DRAKE DOREMUS' Like Crazy is an unflinchingly honest portrayal of intense young love—and its frequent collaborator, carelessness. Ponderously shot and marked by tasteful montages and scenes of uneasily intimate pillow play, there's much to praise technically, including strong performances from Anton Yelchin and Felicity Jones. Boundary-testing truthfulness is Like Crazy's best attribute, however—lacking as it is of insight or any level of intrigue sufficient to sustain sympathy for its protagonists. Instead, its characters offer only youth and naïvité to excuse what is often a combination of selfish, self-destructive, abusive, or just plain dumb behavior.
Anna (Jones) is the British child of indulgent intellectuals who fail to prevent their daughter from making the self-defeating error of blowing off the terms of her student visa. It's this visa that has enabled her to avoid the notoriously inadequate institutes of British higher education in favor of the privilege of studying abroad in Los Angeles, where she has fallen into a consuming romance with Jacob (Yelchin).
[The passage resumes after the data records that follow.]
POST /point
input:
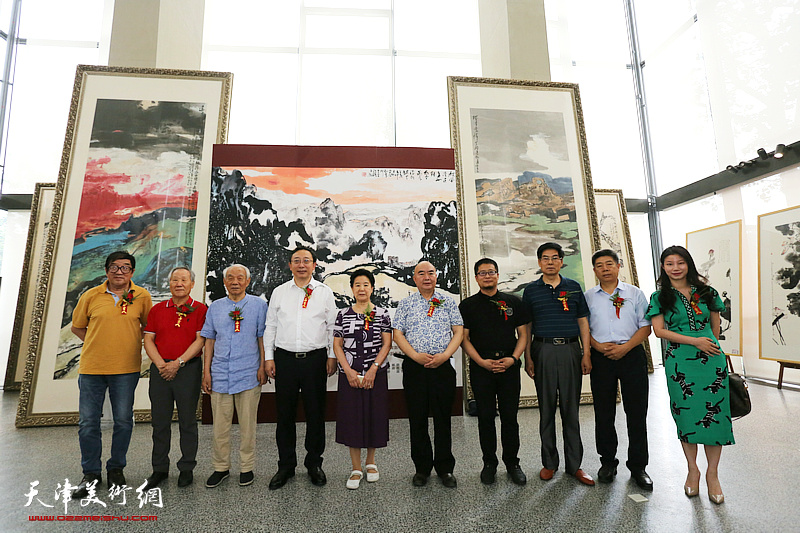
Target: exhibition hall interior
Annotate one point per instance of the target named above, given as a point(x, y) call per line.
point(396, 136)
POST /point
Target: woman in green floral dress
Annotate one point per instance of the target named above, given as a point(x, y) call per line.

He too fails to prevent Anna from sabotaging their relationship when she decides at the last minute that spending the summer stateside with him is worth ignoring her visa's expiration in the post-9/11 age. Thus she creates a fundamental roadblock to the continuation of their love—for the sake of their love!—by getting herself banned from reentry to the country.
One might pity the predicament of these two (cue saccharine but lovely montage of improvised cavorting) were this a sole instance of entitled folly—but as they go on to develop new lives apart, including intimate relationships with (attractive and better-matched) partners who they unceremoniously dump every time they decide to make another bullheaded long-distance go of it, it becomes off-putting to be asked to relate to their increasingly futile and cruel stubbornness. We may all be a little clumsy at that age, but to remember it as fondly as Crazy asks us to is questionable at best.